Rade Zagorac

Free Agent
- Position: Small forward / power forward

Personal information
- Born: 12 August 1995 (age 31) Belgrade, Serbia, FR Yugoslavia
- Listed height: 2.05 m (6 ft 9 in)
- Listed weight: 100 kg (220 lb)

Career information
- NBA draft: 2016: 2nd round, 35th overall pick
- Drafted by: Boston Celtics
- Playing career: 2012–present

Career history
- 2012–2017: Mega Basket
- 2013–2014: →Smederevo 1953
- 2017–2018: Real Betis
- 2018–2022: Partizan
- 2022–2023: Avtodor Saratov
- 2023–2024: Samara
- 2024–2025: Büyükçekmece
- 2025–2026: Kaohsiung Aquas

Career highlights
- 3× Serbian Cup winner (2016, 2019, 2020); ABA League Supercup winner (2019);
- Stats at Basketball Reference

= Rade Zagorac =

Serbian basketball player

Rade Zagorac (Раде Загорац; born 12 August 1995) is a Serbian professional basketball player who last played for the Kaohsiung Aquas of the Taiwan Professional Basketball League (TPBL). Standing at 6 ft 9 in (2.06 m), he plays at the small forward and power forward positions.

==Professional career==
Zagorac began his professional career with Mega Vizura starting with 2012–13 season. He spent the 2013–14 season on loan to Smederevo 1953. He returned to Mega for the 2014–15 season. On 1 October 2015, in the Round 1 game of the Adriatic League against Crvena zvezda, he broke his left arm. He returned to the court on 17 January in a game against Tajfun. Until the end of the season he played a total of 13 Adriatic League games, averaging 13.1 points, 5.9 rebounds and 2.4 assists per game. Mega Leks made it to the Finals where it lost to Crvena zvezda. In April 2015, Zagorac declared himself eligible for the 2015 NBA draft, only to withdraw later. On 2 July 2016, Zagorac signed a new two-year contract with Mega Leks. Over 26 games in the 2016–17 ABA League season, he averaged 15 points, 6.5 rebounds and 2.5 assists per game.

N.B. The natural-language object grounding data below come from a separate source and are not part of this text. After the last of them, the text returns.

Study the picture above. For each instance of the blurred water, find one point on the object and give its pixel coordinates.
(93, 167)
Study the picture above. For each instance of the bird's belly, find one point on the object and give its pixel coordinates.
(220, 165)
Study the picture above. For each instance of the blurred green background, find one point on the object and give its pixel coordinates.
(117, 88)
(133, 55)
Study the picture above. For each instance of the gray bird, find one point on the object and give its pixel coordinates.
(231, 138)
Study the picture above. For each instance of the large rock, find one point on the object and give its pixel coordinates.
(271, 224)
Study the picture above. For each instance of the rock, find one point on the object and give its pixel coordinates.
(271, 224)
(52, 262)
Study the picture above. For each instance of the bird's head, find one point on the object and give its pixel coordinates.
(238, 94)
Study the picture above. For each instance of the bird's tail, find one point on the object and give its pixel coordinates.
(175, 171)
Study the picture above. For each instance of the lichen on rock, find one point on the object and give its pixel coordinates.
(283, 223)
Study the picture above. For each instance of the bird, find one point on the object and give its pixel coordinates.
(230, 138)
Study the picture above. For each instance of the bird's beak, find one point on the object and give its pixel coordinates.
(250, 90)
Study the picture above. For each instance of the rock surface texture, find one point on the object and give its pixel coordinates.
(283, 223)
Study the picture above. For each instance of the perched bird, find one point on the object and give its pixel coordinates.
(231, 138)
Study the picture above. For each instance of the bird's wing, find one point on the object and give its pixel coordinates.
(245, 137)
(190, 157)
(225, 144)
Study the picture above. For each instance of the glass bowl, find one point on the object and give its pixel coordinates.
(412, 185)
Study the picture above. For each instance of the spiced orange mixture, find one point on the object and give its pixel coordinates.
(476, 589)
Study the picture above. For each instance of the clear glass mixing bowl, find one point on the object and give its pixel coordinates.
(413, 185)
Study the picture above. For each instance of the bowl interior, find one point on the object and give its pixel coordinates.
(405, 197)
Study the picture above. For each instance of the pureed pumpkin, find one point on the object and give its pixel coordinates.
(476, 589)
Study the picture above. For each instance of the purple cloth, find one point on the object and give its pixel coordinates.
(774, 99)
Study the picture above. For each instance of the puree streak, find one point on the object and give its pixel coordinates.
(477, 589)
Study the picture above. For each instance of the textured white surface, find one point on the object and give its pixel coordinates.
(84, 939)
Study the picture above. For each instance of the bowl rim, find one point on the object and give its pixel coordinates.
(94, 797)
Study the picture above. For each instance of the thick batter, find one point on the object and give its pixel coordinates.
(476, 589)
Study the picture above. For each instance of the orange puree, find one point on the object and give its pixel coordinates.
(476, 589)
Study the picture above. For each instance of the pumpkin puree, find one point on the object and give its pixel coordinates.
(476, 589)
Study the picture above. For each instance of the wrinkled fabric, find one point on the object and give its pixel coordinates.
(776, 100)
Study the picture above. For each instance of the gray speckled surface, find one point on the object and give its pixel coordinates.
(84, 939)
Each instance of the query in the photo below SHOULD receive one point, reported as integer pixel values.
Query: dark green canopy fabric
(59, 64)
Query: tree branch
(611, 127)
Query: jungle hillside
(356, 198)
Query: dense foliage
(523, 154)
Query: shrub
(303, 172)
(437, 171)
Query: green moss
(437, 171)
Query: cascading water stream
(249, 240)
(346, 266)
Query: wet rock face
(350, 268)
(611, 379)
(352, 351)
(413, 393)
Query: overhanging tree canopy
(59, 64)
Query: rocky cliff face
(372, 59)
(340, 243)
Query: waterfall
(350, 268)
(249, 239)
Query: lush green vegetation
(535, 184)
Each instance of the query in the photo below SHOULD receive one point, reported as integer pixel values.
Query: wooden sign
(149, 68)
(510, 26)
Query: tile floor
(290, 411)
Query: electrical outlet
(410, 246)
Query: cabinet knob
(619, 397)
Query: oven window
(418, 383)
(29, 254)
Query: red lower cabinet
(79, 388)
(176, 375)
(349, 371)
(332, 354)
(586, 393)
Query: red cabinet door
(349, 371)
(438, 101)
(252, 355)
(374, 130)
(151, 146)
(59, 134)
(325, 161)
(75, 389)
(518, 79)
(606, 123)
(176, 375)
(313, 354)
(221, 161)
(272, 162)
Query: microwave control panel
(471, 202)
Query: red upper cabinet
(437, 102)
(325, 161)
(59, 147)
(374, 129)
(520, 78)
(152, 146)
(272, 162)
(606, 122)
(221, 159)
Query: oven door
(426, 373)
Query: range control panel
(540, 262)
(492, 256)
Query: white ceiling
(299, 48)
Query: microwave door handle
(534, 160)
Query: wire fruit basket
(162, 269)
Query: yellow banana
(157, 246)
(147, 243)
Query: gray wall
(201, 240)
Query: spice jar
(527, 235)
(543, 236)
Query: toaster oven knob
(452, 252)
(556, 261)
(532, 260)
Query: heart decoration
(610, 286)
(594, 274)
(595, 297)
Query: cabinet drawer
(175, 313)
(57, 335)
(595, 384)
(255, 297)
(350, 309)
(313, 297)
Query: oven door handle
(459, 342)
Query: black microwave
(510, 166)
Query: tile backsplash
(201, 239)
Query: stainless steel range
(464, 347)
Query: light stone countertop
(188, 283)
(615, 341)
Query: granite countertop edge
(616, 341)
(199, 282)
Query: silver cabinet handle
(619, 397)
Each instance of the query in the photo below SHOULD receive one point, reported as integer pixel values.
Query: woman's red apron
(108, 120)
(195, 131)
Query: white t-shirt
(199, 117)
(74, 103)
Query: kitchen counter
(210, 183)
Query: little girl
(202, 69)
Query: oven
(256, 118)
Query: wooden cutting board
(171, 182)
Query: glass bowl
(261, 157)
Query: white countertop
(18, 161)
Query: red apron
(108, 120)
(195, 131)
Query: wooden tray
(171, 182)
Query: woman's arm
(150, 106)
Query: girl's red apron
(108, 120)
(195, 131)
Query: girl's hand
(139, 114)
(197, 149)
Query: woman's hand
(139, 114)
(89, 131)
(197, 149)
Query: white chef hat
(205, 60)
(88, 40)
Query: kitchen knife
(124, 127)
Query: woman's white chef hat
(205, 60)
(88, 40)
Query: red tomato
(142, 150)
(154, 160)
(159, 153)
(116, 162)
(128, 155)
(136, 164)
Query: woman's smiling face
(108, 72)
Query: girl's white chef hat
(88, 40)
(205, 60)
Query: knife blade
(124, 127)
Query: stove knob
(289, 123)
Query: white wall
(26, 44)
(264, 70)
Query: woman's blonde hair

On 23 June 2016, Zagorac was selected with the 35th overall pick in the NBA draft by the Boston Celtics. His draft rights were later traded to the Memphis Grizzlies, for a future first-round pick. He played for Grizzlies during the 2017 NBA Summer League. On 17 July 2017, he signed with the Grizzlies. On 16 October, Grizzlies waived him prior the start of the 2017–18 season.

On 28 November 2017, Zagorac signed with Spanish club Real Betis Energía Plus until the end of the 2018–19 season. On 29 June 2018, Real Betis Energía Plus parted ways with Zagorac.

On 30 June 2018, Zagorac signed a two-year deal with Partizan. He left Partizan in July 2022.

On 24 September 2022, Zagorac signed a one-year contract with Russian club Avtodor Saratov of the VTB United League. On 17 June 2023, he signed with BC Samara for the 2023–24 season.

On November 28, 2024, he signed with ONVO Büyükçekmece of the Basketbol Süper Ligi (BSL).

On December 17, 2025, Zagorac signed with the Kaohsiung Aquas of the Taiwan Professional Basketball League (TPBL).

On July 26, 2026, the Kaohsiung Aquas announced that Zagorac left the team.

==3x3 basketball career==
Zagorac won the gold medal at the 2012 FIBA 3x3 Under-18 World Championships representing Serbia national 3x3 under-18 team together with Luka Anđušić, Miloš Janković, and Mihajlo Andrić.

== Off the court ==
Zagorac and Nenad Miljenović established the ABA League Players Union in July 2020. The Union is a non-profit organization and trade union based in Belgrade, Serbia, that represents ABA League players.